OCR offers the following methods available in Distributed Cloud to recognize text:
Method | Description |
---|---|
BatchAnnotateImages |
Detect text from a batch of JPEG or PNG images provided in an inline request. |
BatchAnnotateFiles |
Detect text from a batch of PDF or TIFF files provided in an inline request. |
AsyncBatchAnnotateFiles |
Detect text from a batch of PDF or TIFF files in a storage bucket for offline requests. |
Learn more about the supported languages detected by the text recognition feature.
Optical character recognition features
The OCR API can detect and extract text from images. The following two annotation features support optical character recognition:
TEXT_DETECTION
detects and extracts text from any image. For example, a photograph might contain a street or traffic sign. The OCR service returns a JSON file with the extracted string, individual words, and their bounding boxes.Figure 1. Road sign photograph where the OCR API detects words and their bounding boxes.
DOCUMENT_TEXT_DETECTION
also extracts text from an image, but the service optimizes the response for dense text and documents. For example, a scanned image of typed text might contain several paragraphs and headings. The OCR service returns a JSON file with page, block, paragraph, word, and break information.Figure 2. Scanned image of typed text where the OCR API detects information such as words, pages, and paragraphs.
Handwritten text
Figure 3 is an image of handwritten text. The OCR API detects and extracts text from these images. For a list of handwriting scripts that support handwriting recognition, see Handwriting scripts.
Figure 3. Handwriting image where the OCR API detects text.

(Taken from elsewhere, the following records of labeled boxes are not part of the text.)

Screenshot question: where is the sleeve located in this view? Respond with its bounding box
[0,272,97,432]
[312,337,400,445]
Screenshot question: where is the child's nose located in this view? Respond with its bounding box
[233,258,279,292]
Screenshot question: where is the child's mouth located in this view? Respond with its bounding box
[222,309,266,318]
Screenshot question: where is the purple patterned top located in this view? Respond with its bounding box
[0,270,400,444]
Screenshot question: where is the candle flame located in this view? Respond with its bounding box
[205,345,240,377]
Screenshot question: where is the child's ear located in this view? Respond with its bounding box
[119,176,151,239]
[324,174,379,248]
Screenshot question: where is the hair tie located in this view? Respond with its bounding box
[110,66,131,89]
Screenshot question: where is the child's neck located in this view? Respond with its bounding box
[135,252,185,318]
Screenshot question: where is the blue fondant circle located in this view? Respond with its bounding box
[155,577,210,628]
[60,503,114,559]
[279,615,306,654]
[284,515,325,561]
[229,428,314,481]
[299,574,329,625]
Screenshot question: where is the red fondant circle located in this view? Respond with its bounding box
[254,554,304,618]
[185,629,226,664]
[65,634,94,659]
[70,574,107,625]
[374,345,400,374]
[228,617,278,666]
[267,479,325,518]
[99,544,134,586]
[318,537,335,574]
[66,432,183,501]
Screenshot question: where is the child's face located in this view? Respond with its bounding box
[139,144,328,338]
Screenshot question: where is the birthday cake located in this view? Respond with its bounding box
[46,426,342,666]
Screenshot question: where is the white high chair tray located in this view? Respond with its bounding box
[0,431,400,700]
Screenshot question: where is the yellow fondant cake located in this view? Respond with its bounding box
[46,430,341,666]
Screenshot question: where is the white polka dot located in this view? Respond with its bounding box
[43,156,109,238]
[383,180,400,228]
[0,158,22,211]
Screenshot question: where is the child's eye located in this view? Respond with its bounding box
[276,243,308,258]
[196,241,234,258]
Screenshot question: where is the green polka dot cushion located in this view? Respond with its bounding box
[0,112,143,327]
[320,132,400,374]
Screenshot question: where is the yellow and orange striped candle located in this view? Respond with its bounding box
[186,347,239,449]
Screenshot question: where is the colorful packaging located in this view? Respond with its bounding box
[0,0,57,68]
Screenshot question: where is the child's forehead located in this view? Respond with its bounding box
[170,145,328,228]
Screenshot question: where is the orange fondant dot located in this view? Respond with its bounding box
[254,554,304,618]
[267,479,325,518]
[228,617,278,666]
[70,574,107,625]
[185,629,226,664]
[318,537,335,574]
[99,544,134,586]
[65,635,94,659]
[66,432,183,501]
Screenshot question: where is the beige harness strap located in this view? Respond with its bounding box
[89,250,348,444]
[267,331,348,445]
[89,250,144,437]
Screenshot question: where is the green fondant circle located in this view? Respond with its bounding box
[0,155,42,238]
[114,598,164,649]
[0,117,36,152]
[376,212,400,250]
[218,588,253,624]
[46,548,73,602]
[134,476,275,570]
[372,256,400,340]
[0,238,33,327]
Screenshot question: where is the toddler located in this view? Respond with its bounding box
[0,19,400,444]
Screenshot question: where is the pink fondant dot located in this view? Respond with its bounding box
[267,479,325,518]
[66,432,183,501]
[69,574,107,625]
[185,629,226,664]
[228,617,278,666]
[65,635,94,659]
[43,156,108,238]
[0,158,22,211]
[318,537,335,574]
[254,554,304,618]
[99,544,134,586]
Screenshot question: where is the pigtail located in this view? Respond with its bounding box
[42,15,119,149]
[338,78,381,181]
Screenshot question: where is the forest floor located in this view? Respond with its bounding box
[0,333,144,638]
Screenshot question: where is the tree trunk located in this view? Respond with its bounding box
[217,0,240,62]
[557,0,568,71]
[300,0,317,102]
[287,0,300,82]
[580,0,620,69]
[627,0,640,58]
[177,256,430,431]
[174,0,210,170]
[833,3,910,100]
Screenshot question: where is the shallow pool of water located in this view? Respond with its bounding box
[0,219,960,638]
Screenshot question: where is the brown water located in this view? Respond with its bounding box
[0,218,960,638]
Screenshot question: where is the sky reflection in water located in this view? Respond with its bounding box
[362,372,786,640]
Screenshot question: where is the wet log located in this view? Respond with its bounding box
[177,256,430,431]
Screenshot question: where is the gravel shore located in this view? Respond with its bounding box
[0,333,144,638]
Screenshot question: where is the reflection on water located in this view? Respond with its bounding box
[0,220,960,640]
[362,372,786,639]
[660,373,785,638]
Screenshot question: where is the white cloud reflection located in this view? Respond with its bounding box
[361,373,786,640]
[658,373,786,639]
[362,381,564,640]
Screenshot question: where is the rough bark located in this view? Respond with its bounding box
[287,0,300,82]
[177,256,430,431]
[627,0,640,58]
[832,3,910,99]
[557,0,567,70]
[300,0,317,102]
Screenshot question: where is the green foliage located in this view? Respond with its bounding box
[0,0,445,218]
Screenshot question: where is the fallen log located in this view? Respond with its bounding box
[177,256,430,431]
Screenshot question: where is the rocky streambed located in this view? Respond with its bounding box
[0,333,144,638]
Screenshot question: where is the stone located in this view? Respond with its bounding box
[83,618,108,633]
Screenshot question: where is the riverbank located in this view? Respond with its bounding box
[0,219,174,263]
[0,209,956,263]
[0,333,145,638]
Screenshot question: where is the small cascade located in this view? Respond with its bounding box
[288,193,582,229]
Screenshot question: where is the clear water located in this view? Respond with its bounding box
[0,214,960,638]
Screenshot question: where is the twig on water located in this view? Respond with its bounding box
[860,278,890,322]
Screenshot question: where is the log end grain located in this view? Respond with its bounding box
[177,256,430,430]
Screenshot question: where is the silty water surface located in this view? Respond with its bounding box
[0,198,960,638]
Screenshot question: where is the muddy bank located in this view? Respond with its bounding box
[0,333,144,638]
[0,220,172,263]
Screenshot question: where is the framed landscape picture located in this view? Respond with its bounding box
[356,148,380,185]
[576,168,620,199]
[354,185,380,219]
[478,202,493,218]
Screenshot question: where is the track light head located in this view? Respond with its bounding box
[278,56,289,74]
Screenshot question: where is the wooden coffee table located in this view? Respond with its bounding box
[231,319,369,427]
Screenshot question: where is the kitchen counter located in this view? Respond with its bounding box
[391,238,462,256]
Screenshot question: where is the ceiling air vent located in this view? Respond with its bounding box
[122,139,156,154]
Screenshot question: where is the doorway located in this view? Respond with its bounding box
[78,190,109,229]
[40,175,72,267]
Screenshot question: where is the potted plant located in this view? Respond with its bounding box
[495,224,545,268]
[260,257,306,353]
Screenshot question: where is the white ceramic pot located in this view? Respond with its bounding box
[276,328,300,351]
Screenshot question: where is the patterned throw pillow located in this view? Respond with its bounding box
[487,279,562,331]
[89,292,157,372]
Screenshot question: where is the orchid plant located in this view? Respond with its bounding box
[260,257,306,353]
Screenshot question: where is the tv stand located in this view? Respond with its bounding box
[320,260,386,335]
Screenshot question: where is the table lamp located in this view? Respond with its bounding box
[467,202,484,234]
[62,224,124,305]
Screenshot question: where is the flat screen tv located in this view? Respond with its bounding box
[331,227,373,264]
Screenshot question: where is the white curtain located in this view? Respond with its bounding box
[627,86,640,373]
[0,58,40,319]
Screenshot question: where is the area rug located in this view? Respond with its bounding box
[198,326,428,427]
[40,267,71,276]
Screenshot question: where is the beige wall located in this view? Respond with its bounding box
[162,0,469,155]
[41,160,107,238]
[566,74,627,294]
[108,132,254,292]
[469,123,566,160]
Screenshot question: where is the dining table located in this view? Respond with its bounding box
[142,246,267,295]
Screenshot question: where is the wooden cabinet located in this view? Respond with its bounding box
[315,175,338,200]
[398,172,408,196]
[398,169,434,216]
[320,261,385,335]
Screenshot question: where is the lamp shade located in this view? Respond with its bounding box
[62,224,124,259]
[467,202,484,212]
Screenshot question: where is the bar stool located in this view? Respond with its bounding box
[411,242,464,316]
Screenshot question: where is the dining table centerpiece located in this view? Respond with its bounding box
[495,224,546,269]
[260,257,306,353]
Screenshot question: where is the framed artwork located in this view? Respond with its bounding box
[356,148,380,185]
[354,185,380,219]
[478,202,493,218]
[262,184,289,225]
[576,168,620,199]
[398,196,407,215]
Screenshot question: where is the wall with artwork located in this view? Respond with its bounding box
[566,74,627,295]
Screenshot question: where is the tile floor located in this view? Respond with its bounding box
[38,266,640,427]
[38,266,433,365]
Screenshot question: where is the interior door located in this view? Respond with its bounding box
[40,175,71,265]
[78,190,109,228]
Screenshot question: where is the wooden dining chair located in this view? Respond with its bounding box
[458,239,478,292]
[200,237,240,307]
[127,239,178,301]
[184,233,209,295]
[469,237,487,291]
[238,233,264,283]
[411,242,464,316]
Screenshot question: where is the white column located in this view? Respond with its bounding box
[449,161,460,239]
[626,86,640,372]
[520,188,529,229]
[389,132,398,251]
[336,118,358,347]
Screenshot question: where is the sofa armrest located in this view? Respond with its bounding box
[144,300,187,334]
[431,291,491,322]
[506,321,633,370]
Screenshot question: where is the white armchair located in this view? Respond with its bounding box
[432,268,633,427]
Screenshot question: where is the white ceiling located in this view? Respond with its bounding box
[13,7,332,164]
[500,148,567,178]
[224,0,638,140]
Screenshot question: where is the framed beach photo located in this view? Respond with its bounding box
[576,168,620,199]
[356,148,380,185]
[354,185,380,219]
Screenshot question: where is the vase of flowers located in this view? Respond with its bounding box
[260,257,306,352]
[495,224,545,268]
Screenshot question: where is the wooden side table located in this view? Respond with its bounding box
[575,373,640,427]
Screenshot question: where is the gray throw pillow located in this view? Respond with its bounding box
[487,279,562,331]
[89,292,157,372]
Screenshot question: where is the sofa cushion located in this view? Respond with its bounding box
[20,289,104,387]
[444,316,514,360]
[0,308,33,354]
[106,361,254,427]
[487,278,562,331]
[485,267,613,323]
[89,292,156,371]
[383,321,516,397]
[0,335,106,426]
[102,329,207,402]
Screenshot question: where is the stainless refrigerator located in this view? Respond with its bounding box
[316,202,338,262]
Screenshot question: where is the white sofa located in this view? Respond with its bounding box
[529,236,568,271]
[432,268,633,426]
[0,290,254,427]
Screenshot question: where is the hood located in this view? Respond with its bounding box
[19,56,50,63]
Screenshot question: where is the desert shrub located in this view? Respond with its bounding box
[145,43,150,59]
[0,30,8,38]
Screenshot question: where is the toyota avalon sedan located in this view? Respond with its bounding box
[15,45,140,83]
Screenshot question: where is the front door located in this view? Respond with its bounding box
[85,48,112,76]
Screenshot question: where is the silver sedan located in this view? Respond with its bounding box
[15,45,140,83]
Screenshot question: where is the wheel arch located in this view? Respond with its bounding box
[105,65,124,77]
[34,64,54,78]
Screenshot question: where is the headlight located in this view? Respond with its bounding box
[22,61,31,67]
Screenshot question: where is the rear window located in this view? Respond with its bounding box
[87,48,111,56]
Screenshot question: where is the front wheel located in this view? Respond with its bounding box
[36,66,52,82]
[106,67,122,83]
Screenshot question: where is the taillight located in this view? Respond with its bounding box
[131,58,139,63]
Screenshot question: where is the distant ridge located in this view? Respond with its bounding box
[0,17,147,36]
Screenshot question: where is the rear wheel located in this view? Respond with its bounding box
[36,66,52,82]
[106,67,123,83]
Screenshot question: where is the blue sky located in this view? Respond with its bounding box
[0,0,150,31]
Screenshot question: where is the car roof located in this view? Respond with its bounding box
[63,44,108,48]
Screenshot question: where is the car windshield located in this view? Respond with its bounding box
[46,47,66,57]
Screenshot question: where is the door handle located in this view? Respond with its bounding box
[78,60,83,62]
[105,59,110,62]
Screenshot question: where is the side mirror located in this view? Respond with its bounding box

Optical character recognition limits
The BatchAnnotateImages
and BatchAnnotateFiles
API methods only support a
single request per batch call.
The following table lists the current limits of the OCR service in Distributed Cloud.
File limit for OCR | Value |
---|---|
Maximum number of pages | Five |
Maximum file size | 20 MB |
Maximum image size | 20 million pixels (length x width) |
Submitted files for the OCR API that exceed the maximum number of pages or the maximum file size return an error. Submitted files that exceed the maximum image size are downsized to 20 million pixels.
Supported file types for OCR
The OCR pre-trained API detects and transcribes text from the following file types:
- TIFF
- JPG
- PNG
You must store the files locally in your Distributed Cloud environment. You can't access files hosted in Cloud Storage or publicly available files for text detection.